Balancing the foregoing factors, including the fact that Thomas failed to show any specific impairment to his defense, that he waited so long to assert his right to a speedy trial, and that he himself substantially contributed to the delay in trial, we conclude that the trial court properly denied Thomas's claim of the violation of his Sixth Amendment right to a speedy trial. Nelloms v. State, supra at 181, 549 S.E.2d 381; Boseman v. State, supra at 734(2), 438 S.E.2d 626.

Judgment affirmed.

All the Justices concur.

NOTES

[1] The denial of such a motion to dismiss, even though interlocutory in nature, may be reviewed by direct appeal. Boseman v. State, 263 Ga. 730, 438 S.E.2d 626 (1994).

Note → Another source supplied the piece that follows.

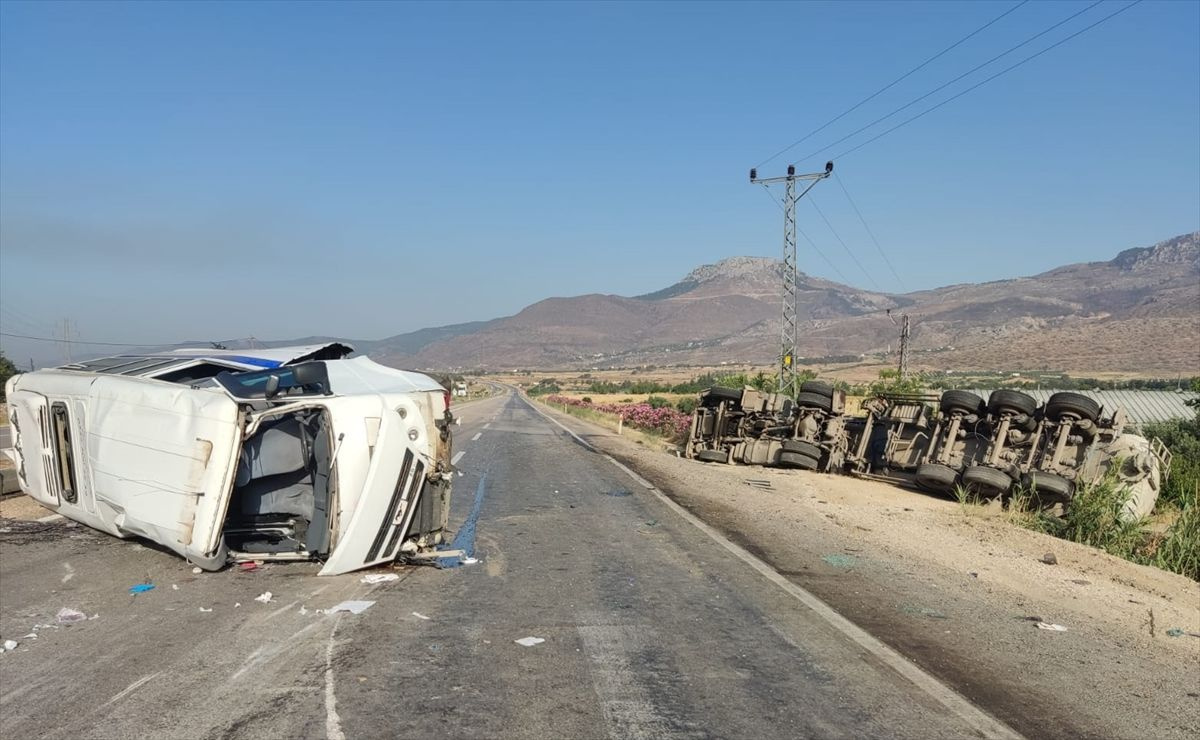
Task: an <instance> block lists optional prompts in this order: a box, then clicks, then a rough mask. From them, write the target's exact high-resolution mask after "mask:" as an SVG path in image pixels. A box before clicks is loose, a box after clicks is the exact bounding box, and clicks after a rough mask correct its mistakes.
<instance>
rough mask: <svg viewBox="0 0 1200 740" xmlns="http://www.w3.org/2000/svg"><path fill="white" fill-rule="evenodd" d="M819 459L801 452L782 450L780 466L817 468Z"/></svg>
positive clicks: (780, 467) (779, 460)
mask: <svg viewBox="0 0 1200 740" xmlns="http://www.w3.org/2000/svg"><path fill="white" fill-rule="evenodd" d="M817 464H818V463H817V461H816V459H815V458H811V457H809V456H808V455H800V453H799V452H780V453H779V467H780V468H800V469H803V470H816V469H817Z"/></svg>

[2] The motion was dated June 8, 1998.

[3] Thomas did initially mention his right to a speedy trial in his pro se motion to dismiss filed on July 23, 1996. But this was 17 months after his arrest. See Johnson v. State, 268 Ga. 416, 418(2), 490 S.E.2d 91 (1997). What is more, on the heels of it, Thomas's counsel filed a motion to specially set the trial, which was scheduled for six months later.

[4] Even though the presumption of prejudice from the passage of time strengthens with the passage of time, it alone will not support a Sixth Amendment claim. Boseman v. State, supra at 734(1), 438 S.E.2d 626.